چكيده به لاتين
Structural health monitoring has been the subject of many researches in various engineering fields, including civil engineering, in recent years. The main objective of these studies is to detect the presence of damage in a structure and specify its location and severity. Data from the sensors installed on the structure are used for this purpose. The remarkable advances in sensors and measurement technologies in recent decades have paved the way for getting access to different kinds of data in large amounts and thus, have led to a progress in structural health monitoring field. However, how to fuse these data and reach more accurate results based on them, is still a big challenge.

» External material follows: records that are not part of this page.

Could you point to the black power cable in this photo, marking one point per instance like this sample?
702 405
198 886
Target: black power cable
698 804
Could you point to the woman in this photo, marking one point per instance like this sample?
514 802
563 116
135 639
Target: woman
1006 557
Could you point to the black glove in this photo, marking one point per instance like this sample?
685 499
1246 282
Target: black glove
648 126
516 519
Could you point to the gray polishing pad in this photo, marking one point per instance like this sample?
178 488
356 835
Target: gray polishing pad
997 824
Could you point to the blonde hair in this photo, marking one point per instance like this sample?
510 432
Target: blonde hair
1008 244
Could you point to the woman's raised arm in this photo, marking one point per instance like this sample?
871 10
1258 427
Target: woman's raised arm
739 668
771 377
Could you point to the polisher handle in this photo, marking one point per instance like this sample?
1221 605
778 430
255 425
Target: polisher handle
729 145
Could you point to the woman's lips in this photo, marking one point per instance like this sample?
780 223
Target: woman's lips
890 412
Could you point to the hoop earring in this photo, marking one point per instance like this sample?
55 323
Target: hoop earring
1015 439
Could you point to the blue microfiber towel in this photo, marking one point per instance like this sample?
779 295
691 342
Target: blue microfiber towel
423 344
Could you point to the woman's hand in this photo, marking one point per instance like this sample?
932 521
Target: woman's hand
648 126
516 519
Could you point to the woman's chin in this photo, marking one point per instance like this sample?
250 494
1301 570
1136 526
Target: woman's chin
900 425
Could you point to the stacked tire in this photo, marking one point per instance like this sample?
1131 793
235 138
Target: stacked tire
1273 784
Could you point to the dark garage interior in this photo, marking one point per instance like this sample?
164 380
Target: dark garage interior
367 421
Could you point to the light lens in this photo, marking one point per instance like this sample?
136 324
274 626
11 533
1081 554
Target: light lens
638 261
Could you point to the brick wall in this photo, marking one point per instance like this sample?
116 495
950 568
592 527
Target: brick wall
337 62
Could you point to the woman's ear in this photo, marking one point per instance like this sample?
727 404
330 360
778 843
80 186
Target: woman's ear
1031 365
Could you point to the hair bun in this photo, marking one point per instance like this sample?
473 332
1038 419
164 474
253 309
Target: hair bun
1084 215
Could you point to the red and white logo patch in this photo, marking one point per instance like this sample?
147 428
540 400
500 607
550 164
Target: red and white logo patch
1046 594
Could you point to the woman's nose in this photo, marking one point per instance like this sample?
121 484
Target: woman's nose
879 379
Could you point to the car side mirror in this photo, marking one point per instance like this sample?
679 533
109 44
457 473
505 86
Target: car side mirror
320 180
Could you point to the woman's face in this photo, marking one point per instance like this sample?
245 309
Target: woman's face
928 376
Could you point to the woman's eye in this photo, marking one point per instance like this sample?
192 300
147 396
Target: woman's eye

In this thesis, the concepts of structural health monitoring and the popular data fusion approaches used in this field are reviewed and the main concepts of machine learning and deep learning, as the most popular data fusion approaches in structural health monitoring in recent years, are explained. A new deep learning-based method is also presented to monitor the health states of civil structures. The proposed method uses a deep convolutional autoencoder to fuse raw acceleration data from multiple sensors installed on a structure and estimates the extent of damage in the structure. Unlike most machine learning-based approaches proposed for structural health monitoring which need data from the healthy state and different damaged states of a structure, the method presented in this thesis needs only the healthy state data in the training phase. This is especially useful because data from damaged states of a real civil structure is not usually accessible. The efficiency of the proposed method was studied through its application on two numerical models and a full-scale concrete bridge. The results show that this method can successfully detect and quantify damage in various damage scenarios and assess the global health state of the structure.